Alternatively, a Unicode object could *internally* be either 8, 16 or 32 bits wide (to be clear: not per character, but per string). Also a lot of work, but it'll be a lot less wasteful.
Depending on what you prefer to waste: developers' time or computer resources. I bet that if you try the measure the wasted space you'll find that it wastes very little compared to all the other overheads in a typical Python program: CPU time compared to writing your code in C, memory overhead for integers, etc. It so happened that the Unicode support was written to make it very easy to change the compile-time code unit size; but making this a per-string (or even global) run-time variable is much harder without touching almost every place that uses Unicode (not to mention slowing down the common case). Nobody was enthusiastic about fixing this, so our choice was really between staying with 16 bits or making 32 bits an option for those who need it.
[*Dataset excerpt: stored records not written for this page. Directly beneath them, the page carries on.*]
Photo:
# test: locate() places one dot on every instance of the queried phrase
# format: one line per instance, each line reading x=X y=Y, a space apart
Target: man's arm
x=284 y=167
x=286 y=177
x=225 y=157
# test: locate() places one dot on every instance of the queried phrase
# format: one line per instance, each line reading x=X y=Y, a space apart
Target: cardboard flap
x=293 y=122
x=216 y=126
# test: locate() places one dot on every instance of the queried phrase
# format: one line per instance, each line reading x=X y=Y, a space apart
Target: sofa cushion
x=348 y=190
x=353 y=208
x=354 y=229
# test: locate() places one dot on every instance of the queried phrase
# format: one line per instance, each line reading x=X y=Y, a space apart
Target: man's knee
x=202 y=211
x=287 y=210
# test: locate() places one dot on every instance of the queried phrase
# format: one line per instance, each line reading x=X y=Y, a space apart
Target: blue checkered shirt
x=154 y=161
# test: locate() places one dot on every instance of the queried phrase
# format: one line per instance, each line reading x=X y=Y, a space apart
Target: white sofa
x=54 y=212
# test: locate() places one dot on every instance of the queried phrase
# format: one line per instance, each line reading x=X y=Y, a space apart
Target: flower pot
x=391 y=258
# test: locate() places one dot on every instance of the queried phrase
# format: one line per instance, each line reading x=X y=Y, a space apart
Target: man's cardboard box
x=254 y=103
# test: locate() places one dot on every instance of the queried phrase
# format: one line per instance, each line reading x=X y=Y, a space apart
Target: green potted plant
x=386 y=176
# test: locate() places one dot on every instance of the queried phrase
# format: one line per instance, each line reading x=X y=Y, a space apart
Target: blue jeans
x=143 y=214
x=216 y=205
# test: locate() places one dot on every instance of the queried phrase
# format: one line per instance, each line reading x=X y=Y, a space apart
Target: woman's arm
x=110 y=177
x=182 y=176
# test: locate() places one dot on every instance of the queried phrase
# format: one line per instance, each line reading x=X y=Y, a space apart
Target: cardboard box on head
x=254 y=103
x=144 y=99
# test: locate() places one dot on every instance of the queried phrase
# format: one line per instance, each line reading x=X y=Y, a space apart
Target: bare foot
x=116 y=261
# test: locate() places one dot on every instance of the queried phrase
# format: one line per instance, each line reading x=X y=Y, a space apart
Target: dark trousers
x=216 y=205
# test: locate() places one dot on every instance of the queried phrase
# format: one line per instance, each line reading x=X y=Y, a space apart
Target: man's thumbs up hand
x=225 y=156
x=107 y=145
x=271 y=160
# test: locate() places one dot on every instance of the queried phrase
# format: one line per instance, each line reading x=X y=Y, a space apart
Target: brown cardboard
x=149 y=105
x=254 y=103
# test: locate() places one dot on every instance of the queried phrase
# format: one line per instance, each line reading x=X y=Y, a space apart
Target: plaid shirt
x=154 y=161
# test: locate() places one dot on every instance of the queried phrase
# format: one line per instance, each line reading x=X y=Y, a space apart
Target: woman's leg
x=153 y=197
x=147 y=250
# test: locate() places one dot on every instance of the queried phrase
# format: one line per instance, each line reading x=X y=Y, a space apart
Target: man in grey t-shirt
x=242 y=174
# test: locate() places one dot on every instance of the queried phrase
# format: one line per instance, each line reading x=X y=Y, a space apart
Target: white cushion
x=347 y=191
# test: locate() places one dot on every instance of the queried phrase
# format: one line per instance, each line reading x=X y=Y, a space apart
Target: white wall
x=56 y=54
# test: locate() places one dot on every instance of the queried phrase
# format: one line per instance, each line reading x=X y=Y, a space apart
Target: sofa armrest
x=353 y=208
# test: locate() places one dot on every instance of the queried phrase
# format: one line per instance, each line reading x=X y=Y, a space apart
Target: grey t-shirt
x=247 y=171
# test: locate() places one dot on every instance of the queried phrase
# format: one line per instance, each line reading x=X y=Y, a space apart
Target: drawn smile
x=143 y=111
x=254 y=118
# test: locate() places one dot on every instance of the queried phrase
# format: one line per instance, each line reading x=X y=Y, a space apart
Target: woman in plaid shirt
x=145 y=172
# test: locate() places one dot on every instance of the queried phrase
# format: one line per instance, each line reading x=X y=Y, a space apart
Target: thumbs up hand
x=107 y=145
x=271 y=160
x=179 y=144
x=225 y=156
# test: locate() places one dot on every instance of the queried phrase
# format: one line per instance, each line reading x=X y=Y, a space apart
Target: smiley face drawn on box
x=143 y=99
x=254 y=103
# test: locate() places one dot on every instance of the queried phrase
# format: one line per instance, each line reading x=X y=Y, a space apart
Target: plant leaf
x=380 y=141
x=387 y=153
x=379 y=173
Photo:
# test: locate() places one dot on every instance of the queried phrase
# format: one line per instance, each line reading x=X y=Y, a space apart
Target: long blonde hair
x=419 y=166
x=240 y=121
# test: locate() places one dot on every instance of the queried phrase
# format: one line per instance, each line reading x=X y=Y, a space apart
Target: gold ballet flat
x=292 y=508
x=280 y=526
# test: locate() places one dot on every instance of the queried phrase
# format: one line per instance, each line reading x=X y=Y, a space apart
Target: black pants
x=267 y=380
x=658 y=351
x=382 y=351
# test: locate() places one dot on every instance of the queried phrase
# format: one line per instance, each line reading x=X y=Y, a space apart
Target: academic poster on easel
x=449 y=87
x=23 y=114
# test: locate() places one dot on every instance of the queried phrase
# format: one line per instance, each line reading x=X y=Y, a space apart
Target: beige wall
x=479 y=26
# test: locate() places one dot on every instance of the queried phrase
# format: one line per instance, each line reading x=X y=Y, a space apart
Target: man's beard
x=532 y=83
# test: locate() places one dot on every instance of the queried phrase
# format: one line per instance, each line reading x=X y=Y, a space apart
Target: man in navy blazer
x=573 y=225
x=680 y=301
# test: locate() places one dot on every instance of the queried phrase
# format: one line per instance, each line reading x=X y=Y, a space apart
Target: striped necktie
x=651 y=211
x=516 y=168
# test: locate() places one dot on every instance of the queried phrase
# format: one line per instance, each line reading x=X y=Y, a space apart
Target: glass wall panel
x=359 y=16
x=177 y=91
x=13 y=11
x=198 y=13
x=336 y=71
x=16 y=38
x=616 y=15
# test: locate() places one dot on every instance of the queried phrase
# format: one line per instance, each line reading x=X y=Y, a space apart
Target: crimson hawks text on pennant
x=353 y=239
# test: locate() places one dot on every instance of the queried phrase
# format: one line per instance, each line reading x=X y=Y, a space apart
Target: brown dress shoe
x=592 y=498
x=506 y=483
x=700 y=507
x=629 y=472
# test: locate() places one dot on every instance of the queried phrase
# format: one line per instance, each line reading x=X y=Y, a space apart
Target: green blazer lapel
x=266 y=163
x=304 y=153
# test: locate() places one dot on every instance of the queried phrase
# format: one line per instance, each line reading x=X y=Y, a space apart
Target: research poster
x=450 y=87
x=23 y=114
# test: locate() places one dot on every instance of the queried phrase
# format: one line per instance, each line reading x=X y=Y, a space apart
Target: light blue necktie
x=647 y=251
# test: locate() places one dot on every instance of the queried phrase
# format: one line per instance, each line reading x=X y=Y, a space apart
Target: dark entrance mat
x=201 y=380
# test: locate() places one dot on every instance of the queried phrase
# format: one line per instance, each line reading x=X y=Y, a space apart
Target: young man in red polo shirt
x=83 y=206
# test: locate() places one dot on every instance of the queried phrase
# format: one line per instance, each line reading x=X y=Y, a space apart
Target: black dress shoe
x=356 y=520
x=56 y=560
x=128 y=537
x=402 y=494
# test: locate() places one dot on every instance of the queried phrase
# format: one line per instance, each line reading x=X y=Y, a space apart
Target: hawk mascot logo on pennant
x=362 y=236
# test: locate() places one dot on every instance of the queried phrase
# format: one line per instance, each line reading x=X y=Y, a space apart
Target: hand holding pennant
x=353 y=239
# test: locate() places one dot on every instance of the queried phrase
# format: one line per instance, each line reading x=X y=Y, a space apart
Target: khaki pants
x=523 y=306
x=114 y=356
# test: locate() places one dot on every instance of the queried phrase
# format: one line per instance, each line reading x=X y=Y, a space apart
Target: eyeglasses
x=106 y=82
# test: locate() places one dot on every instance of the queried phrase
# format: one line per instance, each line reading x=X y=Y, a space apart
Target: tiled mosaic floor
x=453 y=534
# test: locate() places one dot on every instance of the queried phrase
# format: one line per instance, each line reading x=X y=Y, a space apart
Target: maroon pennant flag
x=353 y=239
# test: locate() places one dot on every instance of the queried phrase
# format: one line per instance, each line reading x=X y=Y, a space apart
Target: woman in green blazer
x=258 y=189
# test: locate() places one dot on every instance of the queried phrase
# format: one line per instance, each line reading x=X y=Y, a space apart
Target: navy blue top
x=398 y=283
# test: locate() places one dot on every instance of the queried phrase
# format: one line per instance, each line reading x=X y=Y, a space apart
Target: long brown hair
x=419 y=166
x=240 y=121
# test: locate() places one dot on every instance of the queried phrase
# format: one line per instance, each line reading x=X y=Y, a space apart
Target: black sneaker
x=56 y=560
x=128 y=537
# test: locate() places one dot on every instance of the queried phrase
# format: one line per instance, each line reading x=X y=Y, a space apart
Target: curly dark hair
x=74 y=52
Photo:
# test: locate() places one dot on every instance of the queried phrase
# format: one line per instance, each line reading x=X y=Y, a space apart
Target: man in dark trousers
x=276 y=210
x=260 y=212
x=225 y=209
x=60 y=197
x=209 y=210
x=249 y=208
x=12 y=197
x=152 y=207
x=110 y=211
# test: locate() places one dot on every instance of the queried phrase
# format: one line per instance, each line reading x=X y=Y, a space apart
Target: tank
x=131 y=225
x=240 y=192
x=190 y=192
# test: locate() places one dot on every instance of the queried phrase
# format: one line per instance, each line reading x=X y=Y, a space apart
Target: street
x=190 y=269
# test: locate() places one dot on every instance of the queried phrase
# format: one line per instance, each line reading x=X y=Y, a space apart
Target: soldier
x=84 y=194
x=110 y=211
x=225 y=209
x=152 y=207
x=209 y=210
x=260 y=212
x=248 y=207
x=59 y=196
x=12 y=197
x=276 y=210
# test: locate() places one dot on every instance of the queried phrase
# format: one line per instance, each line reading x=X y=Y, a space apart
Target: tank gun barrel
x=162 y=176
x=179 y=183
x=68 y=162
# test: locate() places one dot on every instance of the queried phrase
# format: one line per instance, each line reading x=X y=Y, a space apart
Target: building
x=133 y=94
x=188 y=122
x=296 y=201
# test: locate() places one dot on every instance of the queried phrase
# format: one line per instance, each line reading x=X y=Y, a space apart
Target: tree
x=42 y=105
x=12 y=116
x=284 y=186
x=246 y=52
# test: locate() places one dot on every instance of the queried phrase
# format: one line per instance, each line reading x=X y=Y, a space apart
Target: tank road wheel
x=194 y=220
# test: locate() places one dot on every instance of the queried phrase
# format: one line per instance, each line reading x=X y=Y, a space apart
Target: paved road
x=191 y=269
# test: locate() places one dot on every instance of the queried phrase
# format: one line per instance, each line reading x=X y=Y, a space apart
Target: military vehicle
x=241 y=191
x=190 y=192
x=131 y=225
Not a lot of people will want to work with 16 or 32 bit chars directly,
How do you know? There are more Chinese than Americans and Europeans together, and they will soon all have computers. :-)
but I think a less wasteful solution to the surrogate pair problem *will* be desired by people. Why use 32 bits for all strings in a program when only a tiny percentage actually *needs* more than 16? (Or even 8...)
So work in UTF-8 -- a lot of work can be done in UTF-8.
But this is not the Unicode philosophy. All the variable-length character manipulation is supposed to be taken care of by the codecs, and then the application can deal in arrays of characteres.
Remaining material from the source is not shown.